The inheritance of loss and shared history

It is 1914 in the small German town of Altona, when from the workbench of Johann Blumenthal, master silversmith and a Jew, comes the exquisite music box engraved “For Paul, with love” — a treasure which will become his young son’s last link to his father. 

Hannah Johnson Published 25.07.18, 12:00 AM
The Silver Music Box by Mina Baites (Amazon Crossing, Rs 299) 

It is 1914 in the small German town of Altona, when from the workbench of Johann Blumenthal, master silversmith and a Jew, comes the exquisite music box engraved “For Paul, with love” — a treasure which will become his young son’s last link to his father. 

In London, 1963, the latest owner Lilian Morrison holds it in her hands, forced to ask some world-altering questions. Though the lives in this novel may not be as constant as the silver, the music box forges connections and reconnections between a family fragmented by the two world wars, resisting the division of years and miles, and providing the powerful clues that Lilian, who was adopted as a child, will need to unravel her past. 

In this touching novel, translated from the German original by Alison Layland, Mina Baites takes the reader on a poignant and harrowing journey through Europe and beyond, capturing the gradual encroach of Hitler’s tyranny and the loss of Jewish rights as told through the eyes of one dispersing family. 

The novel is rich with historical context, displaying an educated knowledge of the many challenges the Blumenthals and those like them would have faced, and the grave cautions that must have been taken. While the narrative is ever-conscious of the gulfs that divide them, it at the same time displays a Dickensian way of weaving the characters back together. 
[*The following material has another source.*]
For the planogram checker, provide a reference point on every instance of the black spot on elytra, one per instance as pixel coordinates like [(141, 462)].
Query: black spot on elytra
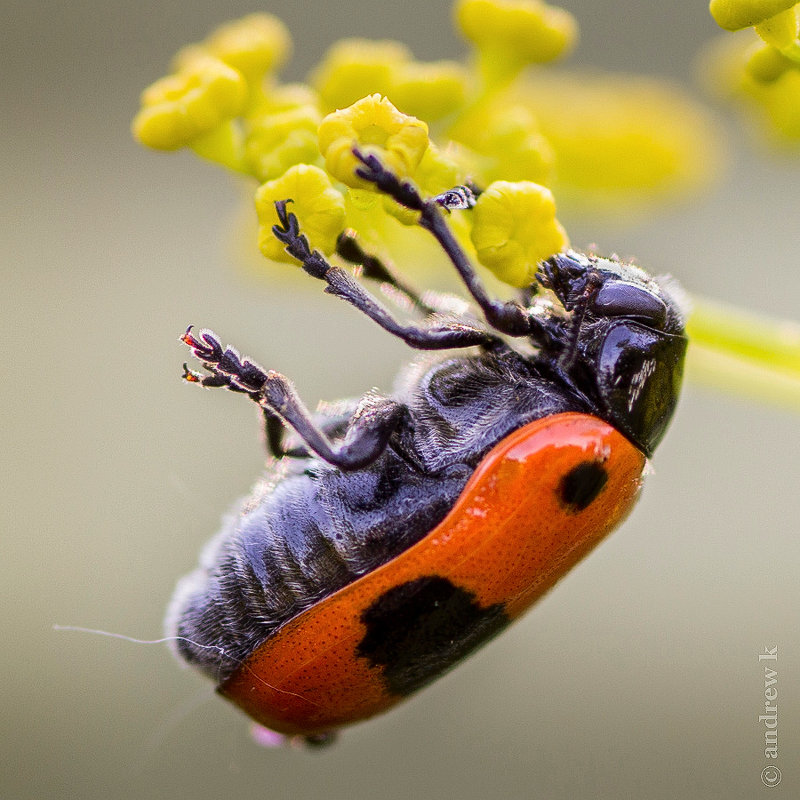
[(581, 485), (420, 629)]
The novel is preoccupied with absent loved ones, recalling them so frequently that they almost seem present, populating the text like ghosts. However, it is not mainly about loss, but inheritance, and the inheritance of so much more than mere objects: of memories, history and identity. It is a moving depiction of a past that we cannot and should not forget, least of all now. 

The second instalment, Dreams of Silver, is scheduled for release in November.